Je serre doucement mes doigts autour de sa main et le regarde, il semble tout aussi perdu et déboussolé que moi. Nous marchons le long des rues, bravant la foule du regard, traversant ce monde trop actif au pas de course. Je ne sais pas ou nous allons, lui non plus apparemment.
Au fur et à mesure que nous avançons vers les vieux quartiers l’air semble enfin se faire pur dans mes poumons, j’inspire profondément et me tourne vers lui, nous nous arrêtons au sur un coin de rue. Ici il y a peu de trafic, nous sommes dans la vieille banlieue, la partie laissée à l’abandon en quelques sortes.
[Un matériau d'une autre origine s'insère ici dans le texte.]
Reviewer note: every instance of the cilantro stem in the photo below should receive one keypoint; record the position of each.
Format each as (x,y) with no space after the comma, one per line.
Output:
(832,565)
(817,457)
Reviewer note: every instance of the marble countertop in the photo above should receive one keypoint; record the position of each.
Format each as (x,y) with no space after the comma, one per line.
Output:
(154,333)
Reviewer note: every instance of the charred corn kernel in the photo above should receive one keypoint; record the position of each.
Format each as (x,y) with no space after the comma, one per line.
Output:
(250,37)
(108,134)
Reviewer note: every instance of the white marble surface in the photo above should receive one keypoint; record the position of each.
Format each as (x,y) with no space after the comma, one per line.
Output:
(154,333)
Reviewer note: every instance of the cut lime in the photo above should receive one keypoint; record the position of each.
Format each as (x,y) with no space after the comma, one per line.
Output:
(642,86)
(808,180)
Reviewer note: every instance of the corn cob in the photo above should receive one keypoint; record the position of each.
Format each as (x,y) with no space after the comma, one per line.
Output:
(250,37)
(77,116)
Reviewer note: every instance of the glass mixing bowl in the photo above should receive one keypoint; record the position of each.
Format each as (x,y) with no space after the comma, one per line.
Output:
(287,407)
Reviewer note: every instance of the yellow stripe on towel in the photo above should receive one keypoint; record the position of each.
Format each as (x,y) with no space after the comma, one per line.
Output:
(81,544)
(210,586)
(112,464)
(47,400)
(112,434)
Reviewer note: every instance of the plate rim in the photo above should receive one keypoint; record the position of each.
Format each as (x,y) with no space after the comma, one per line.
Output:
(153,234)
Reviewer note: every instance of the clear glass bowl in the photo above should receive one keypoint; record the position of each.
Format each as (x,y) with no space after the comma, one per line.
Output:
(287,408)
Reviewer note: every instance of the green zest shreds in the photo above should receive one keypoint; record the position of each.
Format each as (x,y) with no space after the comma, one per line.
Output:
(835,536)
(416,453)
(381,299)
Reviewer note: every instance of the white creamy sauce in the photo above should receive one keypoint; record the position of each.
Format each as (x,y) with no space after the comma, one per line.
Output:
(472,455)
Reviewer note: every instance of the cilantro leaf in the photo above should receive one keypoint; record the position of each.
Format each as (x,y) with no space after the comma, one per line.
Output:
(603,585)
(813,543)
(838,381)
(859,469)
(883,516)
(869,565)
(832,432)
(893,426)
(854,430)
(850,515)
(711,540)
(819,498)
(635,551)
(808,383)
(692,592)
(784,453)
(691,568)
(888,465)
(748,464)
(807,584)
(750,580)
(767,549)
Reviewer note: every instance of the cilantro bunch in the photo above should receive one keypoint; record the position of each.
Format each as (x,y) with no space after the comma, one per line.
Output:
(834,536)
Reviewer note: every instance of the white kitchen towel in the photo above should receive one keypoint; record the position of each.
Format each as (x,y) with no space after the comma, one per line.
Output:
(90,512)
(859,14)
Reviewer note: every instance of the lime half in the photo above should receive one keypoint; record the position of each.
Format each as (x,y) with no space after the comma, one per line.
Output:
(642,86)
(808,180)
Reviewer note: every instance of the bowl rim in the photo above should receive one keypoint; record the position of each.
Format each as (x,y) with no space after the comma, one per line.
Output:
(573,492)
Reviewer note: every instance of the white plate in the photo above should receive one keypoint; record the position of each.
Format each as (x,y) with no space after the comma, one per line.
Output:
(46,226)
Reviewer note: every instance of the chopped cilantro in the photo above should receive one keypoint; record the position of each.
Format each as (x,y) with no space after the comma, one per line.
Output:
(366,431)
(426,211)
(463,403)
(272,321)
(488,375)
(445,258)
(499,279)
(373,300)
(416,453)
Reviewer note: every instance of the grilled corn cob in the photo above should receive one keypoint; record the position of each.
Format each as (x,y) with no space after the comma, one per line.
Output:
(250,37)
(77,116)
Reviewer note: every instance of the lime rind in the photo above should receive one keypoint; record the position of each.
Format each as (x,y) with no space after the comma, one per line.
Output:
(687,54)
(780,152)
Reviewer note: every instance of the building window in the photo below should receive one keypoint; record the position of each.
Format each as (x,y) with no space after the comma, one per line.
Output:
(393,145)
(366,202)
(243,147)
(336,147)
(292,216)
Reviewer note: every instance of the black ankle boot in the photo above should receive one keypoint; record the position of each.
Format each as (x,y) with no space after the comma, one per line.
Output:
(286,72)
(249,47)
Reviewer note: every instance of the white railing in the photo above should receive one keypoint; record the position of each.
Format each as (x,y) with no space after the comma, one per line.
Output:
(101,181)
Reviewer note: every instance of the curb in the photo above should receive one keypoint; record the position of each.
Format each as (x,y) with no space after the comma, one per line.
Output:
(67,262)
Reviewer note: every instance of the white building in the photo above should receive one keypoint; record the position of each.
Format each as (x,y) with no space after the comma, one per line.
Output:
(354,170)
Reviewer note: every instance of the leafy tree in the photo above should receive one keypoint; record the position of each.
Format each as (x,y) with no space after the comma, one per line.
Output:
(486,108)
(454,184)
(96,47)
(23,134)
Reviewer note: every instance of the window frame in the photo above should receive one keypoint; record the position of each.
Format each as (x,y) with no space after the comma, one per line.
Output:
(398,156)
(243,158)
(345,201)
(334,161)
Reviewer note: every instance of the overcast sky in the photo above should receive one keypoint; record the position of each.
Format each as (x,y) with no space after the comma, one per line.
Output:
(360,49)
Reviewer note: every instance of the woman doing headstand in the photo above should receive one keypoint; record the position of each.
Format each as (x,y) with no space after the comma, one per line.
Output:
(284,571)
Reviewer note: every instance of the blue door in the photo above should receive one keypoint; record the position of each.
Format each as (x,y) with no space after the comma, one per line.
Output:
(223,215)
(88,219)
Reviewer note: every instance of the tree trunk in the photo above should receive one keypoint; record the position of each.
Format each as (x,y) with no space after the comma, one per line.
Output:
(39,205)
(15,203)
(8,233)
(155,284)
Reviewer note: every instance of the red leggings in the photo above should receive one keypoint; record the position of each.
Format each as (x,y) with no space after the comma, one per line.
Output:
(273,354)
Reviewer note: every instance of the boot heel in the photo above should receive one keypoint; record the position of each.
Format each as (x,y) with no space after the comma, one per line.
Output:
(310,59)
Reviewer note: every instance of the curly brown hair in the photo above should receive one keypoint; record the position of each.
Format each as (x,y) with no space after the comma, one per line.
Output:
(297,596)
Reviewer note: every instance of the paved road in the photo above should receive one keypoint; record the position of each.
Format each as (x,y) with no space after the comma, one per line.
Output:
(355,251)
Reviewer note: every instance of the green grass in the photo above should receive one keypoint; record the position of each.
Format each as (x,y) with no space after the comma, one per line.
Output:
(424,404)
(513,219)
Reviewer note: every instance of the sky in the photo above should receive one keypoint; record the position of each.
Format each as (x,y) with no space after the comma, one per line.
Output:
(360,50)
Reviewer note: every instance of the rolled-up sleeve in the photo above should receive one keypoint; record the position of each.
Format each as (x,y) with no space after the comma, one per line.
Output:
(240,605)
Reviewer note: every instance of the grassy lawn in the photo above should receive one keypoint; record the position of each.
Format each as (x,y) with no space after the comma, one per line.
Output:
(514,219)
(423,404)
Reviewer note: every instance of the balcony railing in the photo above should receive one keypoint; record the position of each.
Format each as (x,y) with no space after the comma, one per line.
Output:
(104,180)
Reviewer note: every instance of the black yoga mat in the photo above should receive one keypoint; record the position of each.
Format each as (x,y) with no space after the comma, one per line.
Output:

Je connais ces rues et mon regard glisse de maison en maison. Je connais ce quartier.
J’y ai vécu mon enfance.
Je lève les yeux vers lui et m’avance d’un pas, réduisant à néant la distance entre nos corps. Sa veste me frôle le ventre et je me penche une nouvelle fois vers lui effleurant son oreille de mes lèvres et murmurant d’une voix brisée :
-Merci.
Il se recule légèrement et m’observe
–Merci à toi…
Je lui souris :
-Tu ne sais même pas de quoi je parle.
Il semble ouvrir les lèvres pour me répondre, mais je le tire par la main, et l’emmène de rues en ruelles, toutes plus étroites les unes que les autres. Quelques personnes sont dans ces rues, pour la majorité des jeunes.
Je passe à côté d’eux sans crainte, je suis née ici, je connais leurs mères même s’ils l’ignorent. Pourtant leurs regards glissent sur nous avec surprise.
Pour moi je comprend, je dois avoir l’air d’une folle en fuite, les yeux brillants, cernés de noir, traînant un homme derrière moi. Mais lui, il est bien habillé, décontracté sans avoir l’air débraillé, bien coiffé, bien rasé, simplement l’air fatigué. Pourtant j’ai l’impression que certains jeunes reculent ou se lancent des regards étranges sur son passage. Tant pis je me poserai des questions plus tard.
J’arrive enfin à la vieille porte de bois complètement défoncée. A mon époque il n’y avait que le verrou qui pendait, là c’est toute la porte qui joue la bascule, retenue que par le gong du bas, les planches craquées par nombre d’endroits.
Nous pénétrons dans la bâtisse délabrée, et je l’entraîne dans l’obscurité en jetant un dernier coup d’œil à ses yeux.
Je vois dans son regard qu’il se demande ce que je compte faire de lui. J’évite les capotes usagées et enjambe les canettes de bière avant de commencer à monter l’escalier de bois.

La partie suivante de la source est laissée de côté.